In the first 1992 presidential debate, then-candidate Ross Perot famously quipped "you make more making computer chips than potato chips." This clever little phrase was part of Perot’s explanation for why America needed a high-tech-focused industrial policy (my term) to handle the demise of the cold-war defense industries.
I typically respond with two observations to people who insist on the intrinsic merits of computer chips over potato chips.
First, I’d rather eat potato chips than eat computer chips – but I admit that potato chips don’t work as effectively in my laptop computer. Second, Herman Lay – founder of Frito-Lay’s – made a fortune producing potato chips.
Here’s another chip entrepreneur whose story is interesting: Ron Zappe.
Zappe founded Zapp’s Potato Chip Co. in 1985. It was successful from the start, today employing 100 people at its plant in Gramercy, Louisiana (which is about half-way between New Orleans and Baton Rouge) and producing 150,000 bags of chips per day.
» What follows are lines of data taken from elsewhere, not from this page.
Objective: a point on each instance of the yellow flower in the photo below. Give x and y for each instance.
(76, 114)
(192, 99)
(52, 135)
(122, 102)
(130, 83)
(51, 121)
Zapp’s chips are now the number two selling snack food in Texas and Louisana.
I’m pretty sure that Mr. Zappe is a wealthy man.
He once worked for Ingersoll-Rand and then started a few companies selling oil-field equipment. That industry went south in the mid-1980s when oil prices plummeted. His companies followed suit.
What’s a guy in his early 40s to do?
Ron Zappe used his creativity and energy to start a company producing Cajun-spice potato chips – gourmet chips, even, as some (including moi) insist.
Zappe built his Gramercy, LA, plant in 1985 in a building recently vacated by an automobile dealership. Gramercy was then filled with laid-off oil and gas workers.
This is one, relatively modest example of the market’s vibrancy. Had huge subsidies poured in from Washington to keep south Louisiana’s oil-and-gas firms artificially profitable, Ron Zappe might today still be peddling the pumps he peddled before moving into chips. Would he have been better off? Maybe, but probably not.
But I for one would have been worse off. Being a New Orleans native, I discovered Zapp’s chips just after they first hit the market. I love them. I absolutely adore them. They’re spectacular. Were it not for the fall in the prices of oil and gas, and the consequent release of resources (including Mr. Zappe) from the energy industry, I and other fans of Zapp’s chips would be all the poorer.
I thank my long-time friend Kerry Dugas for alerting me to Ron Zappe’s story.